Both versions of this bill are bad for Mississippi. Having a provision to allow citizens to sue municipalities for being perceived as not enforcing this law or a provision that fines employers up to $25K a day for each employee found to be undocumented are both bad policies for Mississippi. Neither bill considers the detrimental impact on the families being torn apart nor do they consider the economic impact on Mississippi to enforce such legislation. Neither bill defines the term "reasonably believe," which is the catch phrase to allow an officer to request immigration papers. These two bills create an unjust law that will harm all of Mississippi. The result is racial profiling of Latinos, citizen and undocumented; families torn apart with children becoming wards of the state; loss of state income from payroll taxes; loss of businesses bankrupt by fines; increased taxes to pay for lawsuits against perceive non-compliance of the law by municipalities; and increased taxes to enforce an unjust law. The only winner here is the private prison industry that will gladly expand their facilities to serve as holding tanks for the arrested immigrants awaiting deportation on Mississippi taxpayer's dime. Developing an easy supply of "inmates" for a private industry is immoral and not the direction Mississippi nor this country should pursue. Mississippi would fare better economically if taxpayer's money instead went to ensuring that all of Mississippi's children are well educated and ably equipped to enter the labor force as workers, as business owners and employers, and as entrepreneurs.

Rev. Fred L Hammond

Wow, what an incentive not to hire illegal aliens. Look at it like zero tolerance. That should apply across the board throughout the state in some other areas of the law. If you don't send a strong message, violations will continue to occur. Discrimination will be next. ZERO tolerance for violators.

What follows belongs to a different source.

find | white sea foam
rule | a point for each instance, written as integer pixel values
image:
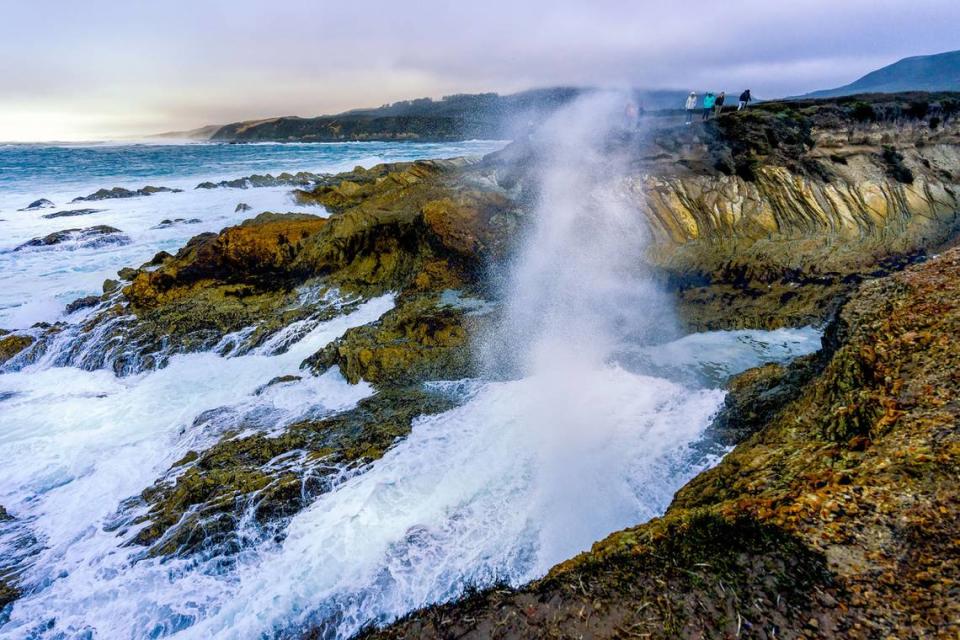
(76, 443)
(589, 431)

I think the big elephant in the corner is the fact that it is very hard for people from Latin America to legally come to the US and work. When my ancestors came to this country, it was easy. You just showed up at Ellis Island, and if you didn't have tuberculosis or pink-eye, you got in. (Things were a lot harder for Asian immigrants, though.) Today, I understand getting a green-card is something like a ten-year process if you don't have the special job skills needed to qualify for an H-1 visa. (Please correct me if I'm wrong on that one.) Anyway, for most would-be immigrants, this means legal immigration simply isn't an option. Whatever people want to do about the large numbers of undocumented immigrants already in the country, I think this aspect of immigration law seriously needs to be reformed. I doubt it will, though. If we allowed more people to work in the US legally, we'd have to pay them minimum wage, give them benefits, and otherwise treat them fairly. It is my belief that the current system which all but bars unskilled immigrants to work legally in the country stays in place so that these workers will have to come in illegally, so that they may be easier to exploit. The nasty truth is that for all the people who say "we don't want them here" or "we want them to come, but legally," there are sadly too many more who want them to come, and specifically want them to come illegally so that they can be a cheap and easily exploited slave caste.

Mark Michalovic

The House bill deals directly with the problem. If employers did not hire illegal immigrants there would be no problem. The illegals mainly come to the United States to work. If there was no demand for their services, they would not come here. The jobs would then have to be given to American citizens and the country's unemployment rate woud drop drastically. However if citizens are to be hired the employers would now have to pay a decent wage, which is what most employers of illegals do not want to do. Believe me there are very few jobs in this country that citizens would not do if the pay was high enough. So I completely support the House bill. Make the penalties on the employers high enough and we would have no illegal immigrant problem. How Sen.Fillingane could be opposed to this provision ifhe truly concerned about illegal immigration defies belief.